そのため税務調査の確率は約2%で、50社に1社の割合で毎年税務調査を受けていることになります。
そして、税務調査を受けて誤りを指摘された割合は約76%に及び、4社に3社の割合で誤っていることになります。
税務調査における不正発見割合(脱税など)は約22%となっています。5社に1社の割合で仮装隠ぺい事実が認められたことになりますが、実感として多いと感じる方もいらっしゃると思います。
税務署が事前に資料情報等から不正計算を行っている会社の情報を収集していることが伺えます。不正計算は加算税の負担が重くなるだけでなく、不正計算を行ったという事実が税務署に残り、今後、税務調査を受ける頻度が高くなります。
なお消費税の税務調査における非違割合は約60%、不正発見割合は約19%となっています。
(2)不正発見割合の多い業種
国税庁が公表した法人税等の調査事績の概要によると不正発見割合の高い業種として下記の10が挙げられています。

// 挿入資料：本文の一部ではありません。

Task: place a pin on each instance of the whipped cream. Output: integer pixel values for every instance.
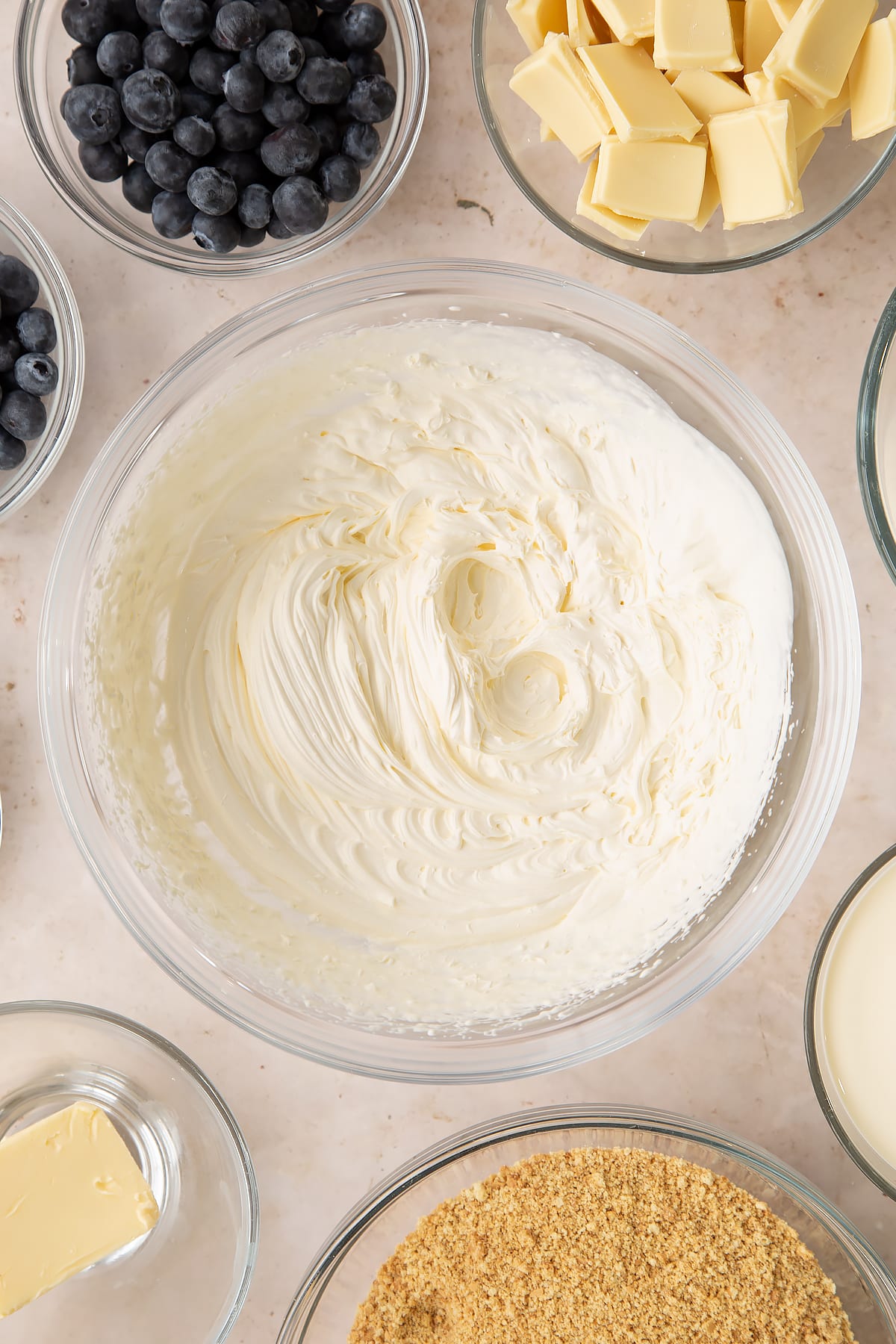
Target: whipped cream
(442, 672)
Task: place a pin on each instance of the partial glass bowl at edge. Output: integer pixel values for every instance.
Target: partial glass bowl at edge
(825, 685)
(841, 174)
(42, 46)
(346, 1268)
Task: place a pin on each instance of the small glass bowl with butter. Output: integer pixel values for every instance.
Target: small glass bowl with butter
(849, 1015)
(833, 172)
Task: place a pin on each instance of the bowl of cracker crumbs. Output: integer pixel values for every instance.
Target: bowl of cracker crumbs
(570, 1223)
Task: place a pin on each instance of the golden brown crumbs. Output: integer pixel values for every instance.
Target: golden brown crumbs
(608, 1246)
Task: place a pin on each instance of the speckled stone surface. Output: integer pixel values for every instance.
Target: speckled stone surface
(795, 332)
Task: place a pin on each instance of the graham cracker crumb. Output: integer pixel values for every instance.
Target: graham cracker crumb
(615, 1246)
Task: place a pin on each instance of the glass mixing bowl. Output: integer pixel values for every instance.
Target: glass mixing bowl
(346, 1268)
(42, 46)
(20, 240)
(876, 437)
(825, 668)
(840, 175)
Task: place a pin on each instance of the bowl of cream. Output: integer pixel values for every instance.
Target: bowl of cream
(449, 671)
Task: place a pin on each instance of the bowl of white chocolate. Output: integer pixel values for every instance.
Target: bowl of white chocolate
(689, 136)
(449, 671)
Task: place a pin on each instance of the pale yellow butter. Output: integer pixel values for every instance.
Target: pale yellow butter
(650, 179)
(555, 85)
(535, 19)
(629, 20)
(872, 80)
(623, 226)
(818, 46)
(696, 35)
(761, 33)
(709, 93)
(641, 102)
(808, 119)
(754, 155)
(70, 1194)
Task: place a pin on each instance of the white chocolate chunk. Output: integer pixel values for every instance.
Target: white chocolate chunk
(641, 102)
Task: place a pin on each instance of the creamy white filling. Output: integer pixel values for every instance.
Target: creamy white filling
(444, 671)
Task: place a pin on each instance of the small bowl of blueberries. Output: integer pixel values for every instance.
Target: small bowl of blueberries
(42, 359)
(222, 137)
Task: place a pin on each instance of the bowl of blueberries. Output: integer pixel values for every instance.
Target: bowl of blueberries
(42, 359)
(222, 137)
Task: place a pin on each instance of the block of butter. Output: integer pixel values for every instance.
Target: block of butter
(650, 179)
(818, 46)
(535, 19)
(70, 1194)
(696, 35)
(555, 85)
(872, 80)
(640, 100)
(629, 20)
(754, 155)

順位と不正発見割合・・・第1位バー・クラブ59.0%、第2位その他の飲食42.3%、第3位外国料理38.8%、第4位土木工事31.5%、第5位美容30.8%、第6位一般土木建築工事29.5%、第7位職別土木建築工事29.5%、第8位廃棄物処理29.2%、第9位船舶28.8%、第10位その他の道路貨物運送28.8%
(3)税務調査の選定対象になりやすい会社
・事業規模が大きい・・・売上が1億円を超えると税務調査に来る印象があります。
・利益が多くでている・・・税務調査官は調査により非違を見つけると評価につながります。そのため、非違を見つけ追徴税額が見込める会社を選定する傾向があります。
・過去に指摘を受けている・・・過去に重加算税などを受けていると定期的に来ることが想定されます。
・売上が増加しているが利益が少ない・・・同業種に比べて、原価率が高いと不正を疑われます。
・申告内容に不審点がある、リークがあった・・・税務署は職権で会社の通帳を見ることができます。通帳への売上入金額と申告内容にズレがある場合には、調査対象になります。
(4)KSKシステムとは
国税庁は、国税総合管理システム(KSKシステム)を導入して、全国の国税局と税務署をネットワークで結び、申告・納税の事績や各種の情報を入力し、コンピュータシステムにより一元的に管理しています。
このKSKシステムによる分析は税務調査や滞納整理に活用されます。もちろん、長期間未接触、好況業種、現金取引業種、マスコミ等で注目されている業種、課税当局が特に調査が必要と判断した業種等については、税務調査の対象に選定されやすいわけですが、システムが「異常値」を検知した場合にも、税務調査の対象法人として選定されやすくなります。
長期間、税務調査が行われない法人がある一方で、頻繁に税務調査が行われる法人があるのは、システムにより異常値が検知された可能性が高いからと考えられます。
例えば、同業他社と比較して、売上高伸び率や経常利益伸び率が低調である、同規模同業種に比して目立つ数値がある、また、売上、仕入、期末棚卸高、外注費、交際費等が著しく変動している等の場合には、システムが異常値を検知することになります。
システムが検知する「異常値」を作らないためにも、日ごろの経理業務においては月次試算表等の確認作業を欠かさないようにすることが大切になります。